On ignore si Steiner, qui a quitté la IVe Internationale il y a 40 ans et est devenu depuis un anti-trotskiste virulent, était présent à la conférence de juillet en Grèce. Il était présent à une réunion similaire en 2015, la «Troisième conférence euro-méditerranéenne», également organisée par le centre Christian Rakovsky et le CRQI. Là-bas, il y a certainement côtoyé Darya Mitina, également présente. Il est resté silencieux sur la révélation par le Comité international de la relation entre Savas Michael-Matsas et Darya Mitina.

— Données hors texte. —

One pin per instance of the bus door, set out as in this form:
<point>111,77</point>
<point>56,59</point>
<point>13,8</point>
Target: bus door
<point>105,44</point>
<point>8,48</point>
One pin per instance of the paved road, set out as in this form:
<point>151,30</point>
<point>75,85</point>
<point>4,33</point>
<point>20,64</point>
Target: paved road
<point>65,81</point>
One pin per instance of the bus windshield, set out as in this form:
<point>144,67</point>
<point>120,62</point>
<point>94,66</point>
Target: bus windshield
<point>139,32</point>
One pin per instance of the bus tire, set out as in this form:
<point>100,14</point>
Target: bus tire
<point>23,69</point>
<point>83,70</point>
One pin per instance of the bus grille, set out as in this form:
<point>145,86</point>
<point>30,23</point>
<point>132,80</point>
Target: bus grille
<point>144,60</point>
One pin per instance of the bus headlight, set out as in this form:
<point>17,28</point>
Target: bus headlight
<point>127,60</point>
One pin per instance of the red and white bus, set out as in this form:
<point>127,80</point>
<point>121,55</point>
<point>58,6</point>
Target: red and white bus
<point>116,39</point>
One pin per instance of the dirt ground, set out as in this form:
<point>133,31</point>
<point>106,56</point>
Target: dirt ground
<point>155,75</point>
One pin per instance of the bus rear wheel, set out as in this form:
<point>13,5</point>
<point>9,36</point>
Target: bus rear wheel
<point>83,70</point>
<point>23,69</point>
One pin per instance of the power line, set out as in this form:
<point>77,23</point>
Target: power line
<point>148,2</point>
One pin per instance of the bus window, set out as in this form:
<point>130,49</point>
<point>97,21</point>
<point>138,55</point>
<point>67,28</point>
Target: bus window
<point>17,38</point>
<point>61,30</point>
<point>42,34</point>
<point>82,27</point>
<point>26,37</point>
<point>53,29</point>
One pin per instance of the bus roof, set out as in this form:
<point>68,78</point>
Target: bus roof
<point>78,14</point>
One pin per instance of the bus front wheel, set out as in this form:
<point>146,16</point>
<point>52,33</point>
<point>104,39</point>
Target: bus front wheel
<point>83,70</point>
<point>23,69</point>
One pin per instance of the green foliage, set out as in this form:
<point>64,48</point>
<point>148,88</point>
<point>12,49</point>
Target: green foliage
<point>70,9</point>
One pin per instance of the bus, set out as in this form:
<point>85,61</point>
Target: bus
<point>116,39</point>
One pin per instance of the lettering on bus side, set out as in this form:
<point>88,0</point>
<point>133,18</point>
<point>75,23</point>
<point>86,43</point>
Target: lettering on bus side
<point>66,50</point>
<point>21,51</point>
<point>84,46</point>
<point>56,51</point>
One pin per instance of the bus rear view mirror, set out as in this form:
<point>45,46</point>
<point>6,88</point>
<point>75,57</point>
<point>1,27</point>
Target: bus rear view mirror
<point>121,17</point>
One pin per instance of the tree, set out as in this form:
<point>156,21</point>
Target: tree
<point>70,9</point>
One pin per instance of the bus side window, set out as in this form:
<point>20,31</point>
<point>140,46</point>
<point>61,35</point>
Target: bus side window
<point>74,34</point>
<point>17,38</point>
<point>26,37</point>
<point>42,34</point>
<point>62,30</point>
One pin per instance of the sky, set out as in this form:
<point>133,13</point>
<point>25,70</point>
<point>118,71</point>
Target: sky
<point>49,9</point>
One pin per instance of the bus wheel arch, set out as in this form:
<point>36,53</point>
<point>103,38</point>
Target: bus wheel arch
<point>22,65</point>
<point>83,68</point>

Comme il est typique du pseudo-gauchisme de la classe moyenne, alimenté par une combinaison de subjectivisme débridé et d'absence totale de principes, les positions de Steiner contiennent les contradictions les plus criantes. En 2014, il a vivement critiqué le Comité international pour s'être opposé au coup d'État parrainé par les États-Unis à Kiev et pour avoir refusé de qualifier la Russie de puissance impérialiste. Il a calomnié le World Socialist Web Site en affirmant qu'il s'était «constamment adapté aux manœuvres de la Russie vis-à-vis de l'Ukraine».

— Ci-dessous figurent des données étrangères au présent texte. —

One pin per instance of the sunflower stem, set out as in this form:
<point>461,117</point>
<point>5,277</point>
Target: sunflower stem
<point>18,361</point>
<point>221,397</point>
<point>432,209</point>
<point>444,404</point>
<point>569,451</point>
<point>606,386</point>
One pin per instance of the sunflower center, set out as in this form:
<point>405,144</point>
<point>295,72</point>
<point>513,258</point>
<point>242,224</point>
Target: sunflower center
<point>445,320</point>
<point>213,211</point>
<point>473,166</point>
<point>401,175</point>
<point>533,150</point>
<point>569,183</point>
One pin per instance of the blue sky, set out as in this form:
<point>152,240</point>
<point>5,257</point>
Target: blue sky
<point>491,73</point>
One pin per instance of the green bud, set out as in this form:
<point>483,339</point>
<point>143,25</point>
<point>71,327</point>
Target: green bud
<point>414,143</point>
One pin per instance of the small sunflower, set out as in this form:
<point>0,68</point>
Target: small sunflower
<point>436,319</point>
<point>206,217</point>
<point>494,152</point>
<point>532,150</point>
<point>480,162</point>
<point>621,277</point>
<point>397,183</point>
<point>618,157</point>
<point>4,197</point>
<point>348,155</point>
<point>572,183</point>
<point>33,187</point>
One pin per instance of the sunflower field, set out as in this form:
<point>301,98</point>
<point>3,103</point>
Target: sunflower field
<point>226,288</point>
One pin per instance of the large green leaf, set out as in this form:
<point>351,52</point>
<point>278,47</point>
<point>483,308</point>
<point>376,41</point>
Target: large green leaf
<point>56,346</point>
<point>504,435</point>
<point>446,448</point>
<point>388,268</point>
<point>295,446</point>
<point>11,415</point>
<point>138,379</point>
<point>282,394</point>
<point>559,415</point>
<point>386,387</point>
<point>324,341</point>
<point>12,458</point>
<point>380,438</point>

Pourtant, Steiner et son acolyte Frank Brenner n'ont aucun problème à s'allier avec Savas Michael-Matsas et ses associés russes Mitina et Gafurov. Alors que Gafurov était conseiller de Poutine pendant la période du coup d'État ukrainien, Mitina était elle-même en 2014 représentante du ministère des Affaires étrangères de la République populaire de Donetsk à Moscou, travaillant étroitement avec les nationalistes russes de droite et le régime de Poutine.

Steiner a récemment déclaré le WSWS et le Socialist Equality Party aux États-Unis «ennemis de la classe ouvrière» pour leur refus de fournir un soutien inconditionnel au détournement obligatoire des salaires des travailleurs du secteur public par les autorités de l'État aux responsables bureaucratiques des syndicats corporatistes.

Steiner n'hésite toutefois pas à collaborer avec ceux qui déposent des couronnes sur la tombe de Staline et justifient l'assassinat par la bureaucratie stalinienne de Trotsky, de pratiquement toute la direction du Comité central de Lénine, de toute la génération qui a dirigé la révolution d'Octobre et des centaines de milliers de travailleurs et d’intellectuels communistes dévoués.